The agency asked the Legislature for a budget of slightly more than $1 million and received $687,950. Oklahoma has more than $6 billion in savings and enjoyed overflowing coffers this year.

The requested amount was paltry against the eye-popping funds raised for modern campaigns.

With the U.S. Supreme Court equating campaign donations with free speech, it’s easier to hide where donations originate. At least $20 million in dark money flowed into last year’s gubernatorial race, on top of what candidates raised. Even at the local level, the Tulsa school board races are topping $100,000, with tens of thousands contributed by unidentified donors.

Strict rules exist on communication between candidates and these groups, just as there are public finance reporting requirements and restrictions on the kinds of loans and donations campaigns can accept.

All of this falls to the Oklahoma Ethics Commission to sort out. The agency oversees and enforces rules governing state campaigns and rules of ethical conduct for state officers and employees.

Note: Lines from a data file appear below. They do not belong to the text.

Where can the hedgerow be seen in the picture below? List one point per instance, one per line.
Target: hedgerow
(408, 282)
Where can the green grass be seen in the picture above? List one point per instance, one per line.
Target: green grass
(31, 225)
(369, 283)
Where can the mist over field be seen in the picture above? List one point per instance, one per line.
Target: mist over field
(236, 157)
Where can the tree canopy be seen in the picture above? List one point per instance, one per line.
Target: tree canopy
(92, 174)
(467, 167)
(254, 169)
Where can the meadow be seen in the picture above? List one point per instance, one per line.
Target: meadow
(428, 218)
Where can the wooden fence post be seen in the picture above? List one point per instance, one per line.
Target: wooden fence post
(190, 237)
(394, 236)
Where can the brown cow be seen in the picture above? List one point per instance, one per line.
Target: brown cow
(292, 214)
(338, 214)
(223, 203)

The only people who benefit from the lack of this kind of oversight are those in — or who want to be in — elected office. The Ethics Commission has never enjoyed popularity in state appropriations.

In 2018, the agency filed suit against the state, arguing that lawmakers were required to appropriate enough funding for the agency to perform its duties. In a 5-4 vote, the Oklahoma Supreme Court sided with the Legislature, saying the agency must be treated the same as other agencies.

It’s becoming a stretch to accept that the Legislature is doing that when the Ethics Commission is shortchanged each year.

The Ethics Commission was created through an initiative petition by Oklahoma voters who were unhappy with attempts by the Legislature to create a campaign oversight agency. Lawmakers were not good at policing themselves and still aren’t.

The big business of campaigns frustrates voters trying to determine who influences candidates and elected officials. For many, it’s a turnoff to civic life, and that is a danger to democracy.

If a state budget reflects the priorities of its people, then ethics ranks pretty low. Lawmakers ought to do better by the Ethics Commission.

What the Legislature has done with the Ethics Commission is inexcusable and shameful. It's likely too late to do anything meaningful to help before the 2024 election cycle, but hopefully the Legislature can get its act together and address this next session.